A brief history lesson: When Walmart first became successful enough to expand outside its home state of Arkansas in the 1960s, the company didn’t immediately barrel into heavily populated coastal cities like New York or Los Angeles. Instead, it opened locations Missouri and Oklahoma — neighboring states but not exactly the epicenter of commerce. Walmart didn’t actually make it to California until the ‘80s and New York until the ‘90s.

Chris Meaux, CEO of delivery service Waitr, argues that this focus on smaller markets is how Walmart built the mega-popular status it enjoys today. And if he has his way, Waitr will eventually be able to tell a similar story.

“[They] had such brand equity that they eventually got pulled into [major] cities,” he says of the big-box retailer’s eventual coast-to-coast expansion. “And I think the same thing could happen to Waitr over time. We’re building a very strong brand in the markets we serve. If the demand for that brand requires we get pulled into major markets, we’ll do it.”

To the consumer, Waitr looks much like any third-party delivery service: You download an app, order food, and wait for someone to deliver it. The company operates in many of the same markets as — and many markets where those bigger players aren’t.

To be clear, Waitr isn’t trying to be the next Walmart.

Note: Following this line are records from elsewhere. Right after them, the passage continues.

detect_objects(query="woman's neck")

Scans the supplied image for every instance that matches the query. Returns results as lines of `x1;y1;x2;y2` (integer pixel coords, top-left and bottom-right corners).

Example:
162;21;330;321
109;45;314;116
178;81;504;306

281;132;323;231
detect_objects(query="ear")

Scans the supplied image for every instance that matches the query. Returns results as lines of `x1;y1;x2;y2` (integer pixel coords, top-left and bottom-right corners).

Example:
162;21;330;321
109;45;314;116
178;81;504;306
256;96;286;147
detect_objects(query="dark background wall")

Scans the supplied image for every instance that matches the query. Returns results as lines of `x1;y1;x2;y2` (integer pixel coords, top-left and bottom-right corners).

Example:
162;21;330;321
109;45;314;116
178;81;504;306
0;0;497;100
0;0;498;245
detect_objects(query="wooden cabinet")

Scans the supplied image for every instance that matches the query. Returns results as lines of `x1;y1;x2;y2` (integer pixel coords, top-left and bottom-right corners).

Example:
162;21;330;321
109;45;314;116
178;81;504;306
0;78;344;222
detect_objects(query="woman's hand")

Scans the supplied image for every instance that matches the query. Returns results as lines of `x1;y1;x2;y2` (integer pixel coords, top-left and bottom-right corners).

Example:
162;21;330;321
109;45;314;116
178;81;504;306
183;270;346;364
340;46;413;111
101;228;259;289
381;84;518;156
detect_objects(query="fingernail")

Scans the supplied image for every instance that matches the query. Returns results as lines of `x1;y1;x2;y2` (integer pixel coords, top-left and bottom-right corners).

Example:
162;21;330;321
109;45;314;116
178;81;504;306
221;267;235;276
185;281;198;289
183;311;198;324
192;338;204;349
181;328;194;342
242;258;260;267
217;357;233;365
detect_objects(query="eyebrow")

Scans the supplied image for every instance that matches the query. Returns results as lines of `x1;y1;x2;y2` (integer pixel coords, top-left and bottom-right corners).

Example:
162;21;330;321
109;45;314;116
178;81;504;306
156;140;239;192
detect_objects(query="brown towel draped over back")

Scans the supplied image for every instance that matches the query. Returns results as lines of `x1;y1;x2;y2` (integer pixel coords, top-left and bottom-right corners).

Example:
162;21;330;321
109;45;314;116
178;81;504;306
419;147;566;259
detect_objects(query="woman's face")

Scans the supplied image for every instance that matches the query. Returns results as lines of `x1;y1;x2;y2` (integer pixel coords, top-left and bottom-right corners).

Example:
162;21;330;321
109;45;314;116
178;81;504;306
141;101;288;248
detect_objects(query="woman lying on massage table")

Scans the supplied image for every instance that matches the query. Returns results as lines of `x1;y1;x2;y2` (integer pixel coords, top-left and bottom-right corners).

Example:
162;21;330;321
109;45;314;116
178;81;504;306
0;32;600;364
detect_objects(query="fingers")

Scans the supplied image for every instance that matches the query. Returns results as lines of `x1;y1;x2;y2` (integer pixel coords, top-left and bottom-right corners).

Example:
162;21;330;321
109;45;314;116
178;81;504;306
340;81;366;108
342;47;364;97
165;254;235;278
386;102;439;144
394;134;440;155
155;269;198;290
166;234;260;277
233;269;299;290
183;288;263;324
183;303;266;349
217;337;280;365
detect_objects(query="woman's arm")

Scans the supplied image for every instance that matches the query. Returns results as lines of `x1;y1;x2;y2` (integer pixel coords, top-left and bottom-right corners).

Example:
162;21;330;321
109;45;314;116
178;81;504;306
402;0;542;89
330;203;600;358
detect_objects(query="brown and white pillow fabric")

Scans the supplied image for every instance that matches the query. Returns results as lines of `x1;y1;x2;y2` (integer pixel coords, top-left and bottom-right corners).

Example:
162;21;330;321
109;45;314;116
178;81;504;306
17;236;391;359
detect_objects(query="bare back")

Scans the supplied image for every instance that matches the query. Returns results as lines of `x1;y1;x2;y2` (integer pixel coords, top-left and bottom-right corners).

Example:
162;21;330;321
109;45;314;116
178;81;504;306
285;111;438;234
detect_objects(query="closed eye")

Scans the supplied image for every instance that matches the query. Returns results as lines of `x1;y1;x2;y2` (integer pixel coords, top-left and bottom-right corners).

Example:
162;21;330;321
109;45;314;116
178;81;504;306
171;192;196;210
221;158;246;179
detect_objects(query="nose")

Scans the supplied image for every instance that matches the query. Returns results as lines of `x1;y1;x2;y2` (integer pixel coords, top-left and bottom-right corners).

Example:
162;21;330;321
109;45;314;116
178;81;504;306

It is, however, following the retail giant’s strategy of expanding from its smallish hometown — in this case, Lake Charles, Louisiana — into other smallish cities before heading to the mid-sized markets a la Minneapolis or Amarillo, Texas. Major metropolises aren’t even on the wish list right now.

Even its website emphasizes this localish approach, pushing the image of a hometown food service rather than a faceless entity that’s in every other American city. As Meaux explained over the phone recently, these places are perfect markets for Waitr’s business “because they haven’t gotten attention from some of the larger companies.”

Waitr’s current territory includes much of the Southeast and two dozen cities in Texas. And with its recent acquisition of Bite Squad for $321.3 million, that reach expands to smaller coastal markets like Virginia and Hawaii.

“It was almost exactly the same business model as Waitr,” Meaux says of Bite Squad, adding that larger companies tend to be more focused on demand for consumers, whereas Waitr/Bit Squad puts a lot of emphasis on partnerships with restaurants and drivers, too.

How to employ drivers was a key area on which Waitr and Bite Squad agreed, and it’s the other thing setting Waitr apart from the larger delivery companies. Waitr has, according to Meaux, around 18,000 W2 employees as drivers on its payroll. And he’s aware of how absurdly expensive that sounds to most people.

“It’s really a policy that employees are more expensive,” he says. “Efficient employees are much less expensive.” Because Bite Squad can schedule employees to work when they actually need them, they can more easily accommodate busier periods of the day (dinnertime) and cut back when it’s slow (2 p.m.). Meaux says drivers are reimbursed for personal vehicle and cellphone use. “If you manage the driver flee right and you schedule the drivers when you need them, [you] can do it with a fraction of the drivers that [competitors] require. And as long as employees stay busy, the company profits, because its fees are hourly, rather than a flat rate. Bit Squad, who still maintains its own operations, uses an almost identical approach when it comes to drivers.

It’s impossible to now right now whether this is a sustainable model for the long term. But Meaux, along with Bite Squad CMO Craig Key, are optimistic. “We’re excited about the future about Wiater and Bite Squad, we’re deep into the integration,” says Meaux. “We have a lot of opportunity for growth and expansion. We believe in the next five to seven years or so, we have a chance to be a significant leader in the space.”

He says there will also be room in that future to continue exploring a subscription-based model, something other delivery companies are currently experimenting with, too. Bite Squad’s Unlimited service costs $5.99/month, and users can order from participating restaurants within a four-mile radius. Meaux says there’s “tremendous opportunity” for the unlimited model, though it won’t be as significant as, say Amazon Prime was for e-commerce. “Products or services are oftentimes options. Food is not an option.”

One could argue that delivery is optional, but at this point, it’s so widely and cheaply available it’s become commonplace. In fact, Waitr’s heaviest users, Meaux tells me, are “moms with kids” who “have no time.” Paying a five dollar fee to not throw kids in the car and drive to the restaurant or grocery store seems a small investment when looked at in that light, especially when it comes to smaller cities and longer distances between any two places.